The new majority recently elected to the San Diego Unified School Board, represented by John De Beck, and new Board members Shelia Jackson, Luis Acle, and Mitz Lee, have acted decisively and swiftly against Superintendent Alan Bersin and his “Blueprint for Student Success, since being sworn into office in January.
Early action taken by the board majority has been to freeze spending on math and literacy consultants, changes made in chartering schools, and the buying out of Superintendent Alan Bersin’s contract effective in June. These actions taken by the Board majority reflect the promises made during the elections.
The termination of Bersin was not a surprise, but we question the logic in terminating a contract with just a year left at a cost of $240,000. The question is when money is so short; $240,000 dollars could have been more effectively used. With their action to freeze the expense for consultants, the Board’s justification was to shore-up deep cuts by the previous Board in library spending, counseling and maintenance staffs. It would seem that the Board could have better spent this $240,000 on still more programs that were underfunded the last 6 1/2 years and allowed Bersin to serve out his contract under the direction of the Board. Least we forget Bersin does not set policy, he carries out policy set by the Board.
This of course leads us to the bigger question, what direction is this Board taking San Diego Unified? While the Board has begun the process of dismantling the ‘Blueprint for Student Success’, to date they have not shared with the community, students, and teachers what direction the district will now take, what will replace the Blueprint?

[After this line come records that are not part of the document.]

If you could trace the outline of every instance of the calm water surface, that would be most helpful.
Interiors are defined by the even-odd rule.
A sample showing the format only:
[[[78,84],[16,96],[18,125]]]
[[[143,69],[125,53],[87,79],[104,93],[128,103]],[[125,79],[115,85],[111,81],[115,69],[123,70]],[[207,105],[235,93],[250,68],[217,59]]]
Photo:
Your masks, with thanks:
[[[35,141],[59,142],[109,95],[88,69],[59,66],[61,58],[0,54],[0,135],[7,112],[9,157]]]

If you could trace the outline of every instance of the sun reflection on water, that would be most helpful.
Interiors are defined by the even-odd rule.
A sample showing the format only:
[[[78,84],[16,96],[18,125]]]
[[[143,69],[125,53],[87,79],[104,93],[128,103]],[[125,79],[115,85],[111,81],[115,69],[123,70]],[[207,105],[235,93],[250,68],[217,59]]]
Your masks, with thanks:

For the Hispanic community this is of particular concern and worry. Hispanics rank last in student achievement. Change was demanded in educating our Hispanic students. The Blueprint was specifically designed to address the issue of educating Hispanic students and while we questioned some of the techniques, we never questioned the effort in addressing the need to educate our students. The problem was the way in which this program was administered and the exclusion of all else in the name of the Blueprint. We were particularly galled at the cavalier attitude of the old board majority that excluded the input of the Hispanic community and unequivocally supported this program.
For the Hispanic community the old ways of educating our students was a failure, which has lead us to the situation that we find ourselves in today. So the question remains what NEW direction does the Board envision for the Hispanic community? Logic would dictate that in dismantling one program you should have a vision or program vetted ready to go. The new Board’s vision would then dictate the type of Superintendent you hire and the programs you do fund for the future.

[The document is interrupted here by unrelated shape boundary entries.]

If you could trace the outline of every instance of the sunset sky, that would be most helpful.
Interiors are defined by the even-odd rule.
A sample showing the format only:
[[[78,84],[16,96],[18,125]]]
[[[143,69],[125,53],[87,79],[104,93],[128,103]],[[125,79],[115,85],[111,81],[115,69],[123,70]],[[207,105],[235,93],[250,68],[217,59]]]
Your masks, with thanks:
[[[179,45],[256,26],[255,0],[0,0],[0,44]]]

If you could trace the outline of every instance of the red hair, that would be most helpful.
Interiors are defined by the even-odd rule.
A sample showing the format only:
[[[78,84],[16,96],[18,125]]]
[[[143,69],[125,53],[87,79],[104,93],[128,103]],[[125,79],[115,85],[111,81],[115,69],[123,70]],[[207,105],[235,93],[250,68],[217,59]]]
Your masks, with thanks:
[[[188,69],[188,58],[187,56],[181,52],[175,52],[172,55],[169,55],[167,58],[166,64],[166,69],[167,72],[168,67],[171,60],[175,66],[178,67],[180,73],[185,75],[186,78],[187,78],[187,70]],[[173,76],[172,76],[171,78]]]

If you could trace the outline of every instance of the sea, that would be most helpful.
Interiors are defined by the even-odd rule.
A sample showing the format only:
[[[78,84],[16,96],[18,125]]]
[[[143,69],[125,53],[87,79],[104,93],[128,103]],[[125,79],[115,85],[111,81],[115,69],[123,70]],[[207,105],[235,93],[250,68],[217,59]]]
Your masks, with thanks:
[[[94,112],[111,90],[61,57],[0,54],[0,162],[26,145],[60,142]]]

We won’t say this is a failure to communicate, as of yet, but if the Board doesn’t come to the table soon with a vision or a plan then they will fail the community and the students. The Board acted swiftly and decisively in dismantling “The Blueprint for Student Success” and as proponents of “local control” it is imperative that they act just as swiftly and decisively in replacing the old plan with a new one. Otherwise, you are left with a void that will be filled by chance and not by design.